The secret ingredient to helping our children grow isn’t a “what” but a “how”, a process we can adjust and refine as we go along.
In my last post, I talked about a common element found across approaches that support children’s growth, whether academic, socio-emotional, or cognitive: Taking the child’s experience and viewpoint into account. The researchers called this “Parental Consideration”.
Parental Consideration isn’t one specific technique to use with your child. Rather, you can think of it as an essential ingredient that can look different depending on how it’s prepared and what dish you’re making, but which always helps the dish taste better.
But what does this “essential Ingredient” look like, and what various forms can it take?
According to the research, parents are facilitating their children’s development and learning when they:
- Pay attention to all aspects of their children’s experience (verbal and non-verbal)

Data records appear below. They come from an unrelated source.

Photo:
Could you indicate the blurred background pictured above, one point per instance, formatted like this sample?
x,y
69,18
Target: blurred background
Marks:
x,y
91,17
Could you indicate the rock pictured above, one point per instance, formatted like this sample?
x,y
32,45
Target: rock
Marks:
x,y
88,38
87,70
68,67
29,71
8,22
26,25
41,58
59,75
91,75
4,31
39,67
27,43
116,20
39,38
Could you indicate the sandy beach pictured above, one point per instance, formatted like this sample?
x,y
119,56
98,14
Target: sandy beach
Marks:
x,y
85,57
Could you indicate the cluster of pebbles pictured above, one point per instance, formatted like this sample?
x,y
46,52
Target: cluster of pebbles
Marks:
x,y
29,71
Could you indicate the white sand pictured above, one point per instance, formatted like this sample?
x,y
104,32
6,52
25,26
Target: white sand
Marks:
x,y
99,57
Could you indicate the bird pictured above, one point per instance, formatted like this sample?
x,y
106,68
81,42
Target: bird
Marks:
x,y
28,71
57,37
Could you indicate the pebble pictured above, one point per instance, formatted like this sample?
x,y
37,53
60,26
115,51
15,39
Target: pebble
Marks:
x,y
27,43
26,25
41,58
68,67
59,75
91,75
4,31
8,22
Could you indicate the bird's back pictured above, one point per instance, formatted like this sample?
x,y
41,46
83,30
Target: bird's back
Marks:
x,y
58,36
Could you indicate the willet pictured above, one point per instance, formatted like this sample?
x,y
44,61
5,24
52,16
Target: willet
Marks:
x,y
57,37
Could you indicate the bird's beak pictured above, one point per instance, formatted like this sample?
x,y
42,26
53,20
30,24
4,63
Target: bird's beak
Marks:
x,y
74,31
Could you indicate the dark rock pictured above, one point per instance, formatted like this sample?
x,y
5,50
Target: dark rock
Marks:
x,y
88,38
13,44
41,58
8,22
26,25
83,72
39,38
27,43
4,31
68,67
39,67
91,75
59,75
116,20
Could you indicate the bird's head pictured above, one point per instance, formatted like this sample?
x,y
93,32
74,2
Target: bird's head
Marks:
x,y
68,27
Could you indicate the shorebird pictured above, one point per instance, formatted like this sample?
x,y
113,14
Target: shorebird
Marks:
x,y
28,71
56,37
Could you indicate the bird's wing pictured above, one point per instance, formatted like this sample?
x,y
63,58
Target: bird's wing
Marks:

- Acknowledge, validate, and consider their child’s emotions
- Take their child’s current capacity and state into account
- Respond without excessive delay
- Foster their child’s active participation
- Take their child’s interests and opinions into account
- Use collaborative and informational language when talking to their child.
Notice how these all involve some aspects of noticing, interpreting and responding to the child’s experience or point of view, that Notice-Interpret-Respond framework I mentioned earlier.
You can see that the ingredient isn’t actually a ‘what’ but a ‘how”. It’s not about specific techniques you do TO your child, but about the quality of attention and understanding you bring to your interactions with them.
This is why parental consideration can look so different, yet have the same helpful effect across situations, and why it can be adapted to different ages and contexts. It’s a versatile ingredient: the form changes, but the essence remains the same.
But here’s the thing: noticing, interpreting, and responding with consideration aren’t intuitive skills you can simply decide to implement perfectly starting tomorrow. They’re nuanced processes that develop over time with practice.
Reframing these qualities as a “how” instead of a “what” can help take the pressure off through our parenting journey. Often, parenting advice we see online or receive from others (including professionals) can feel like predetermined solutions we just need to apply as instructed. Yet the solutions can be confusing or frustrating because the advice is often disconnected from what we know about our child and what feels actually doable within our family life. This is because the advice is often a fixed “what,” whereas parental consideration is a dynamic “how”, a process you adjust and improve as you go along.
Understanding parental consideration as a flexible process rather than a fixed formula can take some pressure off. But knowing this doesn’t automatically make it easy in the heat of the moment or tells you where to start.